This statement was originally published on on 1 December 2014.

The Media Institute of Southern Africa (MISA) is pleased to learn that on Wednesday, 26 November 2014 the Mozambican Parliament passed an access to information (ATI) bill.

The bill passed its first reading on 21 August, and last week the Assembly of the Republic, during an extraordinary session, unanimously passed the second and final reading of the bill, which will oblige public bodies, and private bodies invested with public powers, to release information upon request.

The bill has been on the policy agenda since 2005 when the Mozambican Chapter of MISA (MISA Mozambique) facilitated a media seminar that crafted the framework for a draft bill. It seeks to create greater transparency and generate public participation in Mozambique. However it has also been the subject of some criticism with respect to whether it adequately enforces the right in all its dimensions.

The bill imposes a duty on public and some private bodies to "make available information of public interest in their power, publishing it through legally permitted channels, which can make it increasingly accessible to citizens". The only requirement on people requesting information is that they identify themselves; they will not need to explain what they want to do with the information. Requested information must be provided within 21 days.

"MISA Mozambique is delighted at the final passing of the access to information bill by the Parliament of Mozambique," MISA Mozambique Chairperson Fernando Goncalves said.

"We believe this is an important step in the process of strengthening the democratic process in Mozambique."

"We recognise that the law has some weaknesses, in the sense that it does not provide for an independent mechanism to oversee its implementation or to handle complaints from the public, but we see it as a first step in the right direction. That notwithstanding, an effective implementation of the law will bring into our system of governance the notion that public institutions should be accountable to the public."

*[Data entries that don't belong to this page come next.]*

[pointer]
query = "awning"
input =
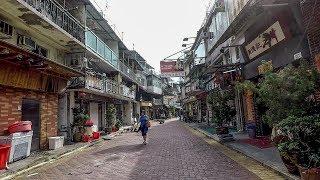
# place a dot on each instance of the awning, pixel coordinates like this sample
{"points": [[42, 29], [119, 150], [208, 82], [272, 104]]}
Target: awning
{"points": [[248, 12], [107, 95], [18, 55]]}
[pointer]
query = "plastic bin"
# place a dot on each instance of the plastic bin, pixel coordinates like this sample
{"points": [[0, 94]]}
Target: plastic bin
{"points": [[22, 126], [251, 129], [4, 155], [56, 142], [20, 143]]}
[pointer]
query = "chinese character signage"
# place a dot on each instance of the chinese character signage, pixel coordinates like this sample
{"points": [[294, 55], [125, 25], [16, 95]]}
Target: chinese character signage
{"points": [[172, 69], [265, 67], [272, 36]]}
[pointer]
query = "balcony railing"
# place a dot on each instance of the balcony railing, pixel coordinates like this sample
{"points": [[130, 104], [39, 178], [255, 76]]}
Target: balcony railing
{"points": [[108, 86], [111, 87], [157, 101], [100, 48], [127, 92], [127, 71], [57, 14]]}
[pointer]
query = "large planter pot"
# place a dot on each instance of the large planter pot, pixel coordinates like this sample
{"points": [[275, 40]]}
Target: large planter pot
{"points": [[291, 167], [114, 129], [309, 174], [251, 129], [222, 130], [77, 137]]}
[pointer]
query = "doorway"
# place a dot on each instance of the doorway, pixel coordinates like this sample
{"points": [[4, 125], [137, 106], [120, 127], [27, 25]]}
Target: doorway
{"points": [[31, 112]]}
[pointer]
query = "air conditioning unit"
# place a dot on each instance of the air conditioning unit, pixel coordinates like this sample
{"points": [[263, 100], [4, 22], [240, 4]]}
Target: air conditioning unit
{"points": [[26, 42], [6, 30]]}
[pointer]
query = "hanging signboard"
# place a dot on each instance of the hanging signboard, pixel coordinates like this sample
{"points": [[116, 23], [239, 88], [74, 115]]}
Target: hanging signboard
{"points": [[172, 69], [271, 37]]}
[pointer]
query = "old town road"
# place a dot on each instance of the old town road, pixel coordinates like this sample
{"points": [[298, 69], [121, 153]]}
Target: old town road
{"points": [[174, 151]]}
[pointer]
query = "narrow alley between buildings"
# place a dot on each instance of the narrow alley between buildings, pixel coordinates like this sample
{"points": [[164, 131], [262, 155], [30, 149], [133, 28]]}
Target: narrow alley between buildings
{"points": [[174, 151]]}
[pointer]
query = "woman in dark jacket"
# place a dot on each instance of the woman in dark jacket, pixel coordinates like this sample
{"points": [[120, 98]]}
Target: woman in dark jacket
{"points": [[144, 126]]}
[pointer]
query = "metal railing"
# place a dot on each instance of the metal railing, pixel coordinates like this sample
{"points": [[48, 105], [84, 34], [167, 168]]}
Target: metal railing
{"points": [[100, 48], [127, 92], [57, 14], [127, 71], [111, 87]]}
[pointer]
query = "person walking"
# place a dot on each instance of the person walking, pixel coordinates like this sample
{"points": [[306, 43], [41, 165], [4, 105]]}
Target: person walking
{"points": [[144, 126]]}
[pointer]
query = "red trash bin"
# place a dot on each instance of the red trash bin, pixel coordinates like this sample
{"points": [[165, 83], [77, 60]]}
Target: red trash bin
{"points": [[96, 135], [4, 155]]}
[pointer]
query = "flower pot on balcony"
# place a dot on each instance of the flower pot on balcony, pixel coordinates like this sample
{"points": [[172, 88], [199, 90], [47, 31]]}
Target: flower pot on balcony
{"points": [[309, 174]]}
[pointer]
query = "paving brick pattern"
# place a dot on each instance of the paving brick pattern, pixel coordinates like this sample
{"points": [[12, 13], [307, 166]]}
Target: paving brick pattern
{"points": [[172, 152]]}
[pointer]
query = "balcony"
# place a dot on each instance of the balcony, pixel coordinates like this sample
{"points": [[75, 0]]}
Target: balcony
{"points": [[127, 92], [49, 14], [103, 85], [127, 71], [157, 102], [97, 46]]}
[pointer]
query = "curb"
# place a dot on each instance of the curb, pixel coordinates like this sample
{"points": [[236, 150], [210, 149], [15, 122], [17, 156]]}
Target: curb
{"points": [[284, 174], [45, 160]]}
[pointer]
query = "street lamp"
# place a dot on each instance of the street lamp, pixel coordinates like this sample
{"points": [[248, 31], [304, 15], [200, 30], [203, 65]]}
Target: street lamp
{"points": [[185, 45], [222, 49], [187, 39]]}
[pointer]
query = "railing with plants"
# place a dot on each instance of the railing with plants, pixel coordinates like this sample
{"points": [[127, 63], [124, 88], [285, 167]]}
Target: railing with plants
{"points": [[57, 14], [127, 71], [127, 92], [292, 110], [100, 48]]}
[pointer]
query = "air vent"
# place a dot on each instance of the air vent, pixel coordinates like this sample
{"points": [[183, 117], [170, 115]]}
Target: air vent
{"points": [[26, 42], [6, 30]]}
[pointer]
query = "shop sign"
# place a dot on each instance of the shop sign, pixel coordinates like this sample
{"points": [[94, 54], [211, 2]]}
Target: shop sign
{"points": [[265, 67], [172, 68], [272, 36], [219, 6]]}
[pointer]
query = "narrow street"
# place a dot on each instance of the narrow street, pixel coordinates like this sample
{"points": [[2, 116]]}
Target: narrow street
{"points": [[174, 151]]}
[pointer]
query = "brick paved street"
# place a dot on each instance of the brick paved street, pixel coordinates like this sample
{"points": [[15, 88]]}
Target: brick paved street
{"points": [[173, 152]]}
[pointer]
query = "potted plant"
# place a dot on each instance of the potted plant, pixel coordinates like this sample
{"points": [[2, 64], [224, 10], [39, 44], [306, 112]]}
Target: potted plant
{"points": [[118, 124], [78, 125], [303, 144], [286, 93], [222, 111], [110, 118]]}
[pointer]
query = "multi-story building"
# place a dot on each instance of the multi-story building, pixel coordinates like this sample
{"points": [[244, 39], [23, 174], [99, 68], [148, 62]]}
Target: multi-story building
{"points": [[61, 56], [150, 93], [241, 35]]}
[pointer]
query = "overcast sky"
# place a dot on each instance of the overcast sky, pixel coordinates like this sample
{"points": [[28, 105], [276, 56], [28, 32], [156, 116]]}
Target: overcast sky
{"points": [[155, 27]]}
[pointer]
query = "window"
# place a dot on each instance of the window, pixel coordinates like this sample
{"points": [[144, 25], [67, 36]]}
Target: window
{"points": [[237, 53], [228, 58]]}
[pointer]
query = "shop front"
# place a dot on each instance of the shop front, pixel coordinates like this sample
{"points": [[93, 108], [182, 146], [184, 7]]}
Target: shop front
{"points": [[29, 88], [272, 43]]}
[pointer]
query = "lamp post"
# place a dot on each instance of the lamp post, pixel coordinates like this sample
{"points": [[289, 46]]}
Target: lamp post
{"points": [[187, 38], [185, 45]]}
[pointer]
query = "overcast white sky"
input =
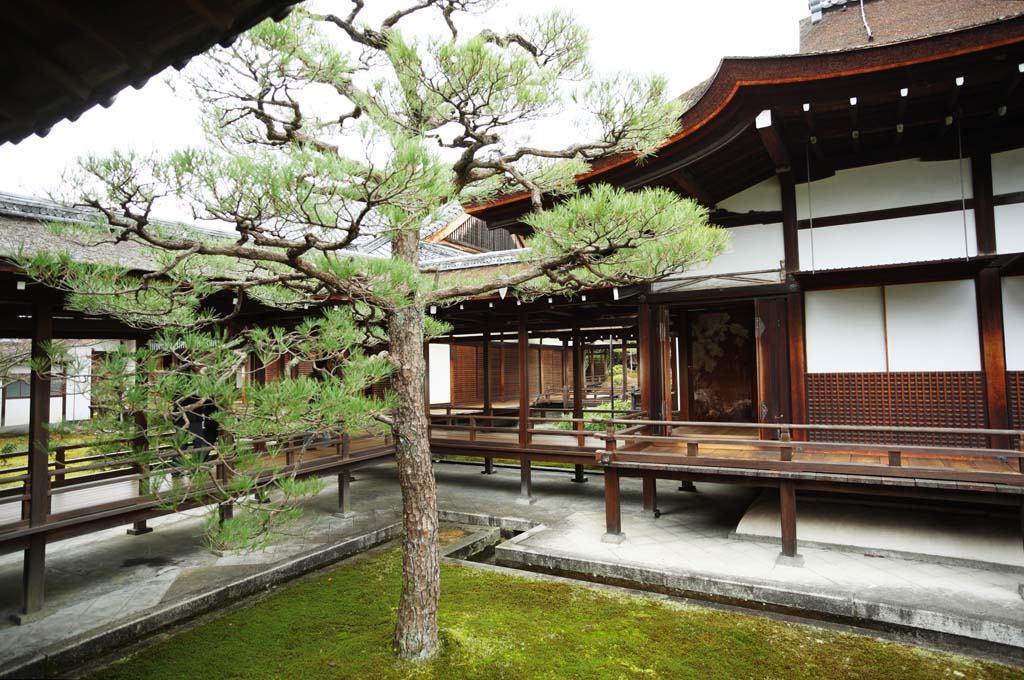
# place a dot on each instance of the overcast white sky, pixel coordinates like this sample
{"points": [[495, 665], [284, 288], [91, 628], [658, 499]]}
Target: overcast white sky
{"points": [[683, 39]]}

"Information is a powerful tool in empowering people in their interaction with both public and private institutions, and we believe this law goes a long way in ensuring that goal is achieved."

Mozambique becomes the fourth southern African country to adopt an access to information law, joining the other 14 countries on the continent that have specifically passed a law guaranteeing the right to access to information.

Access to information is constitutionally protected in Mozambique, and the government has ratified five of the six African Union treaties that recognise the right to access to information.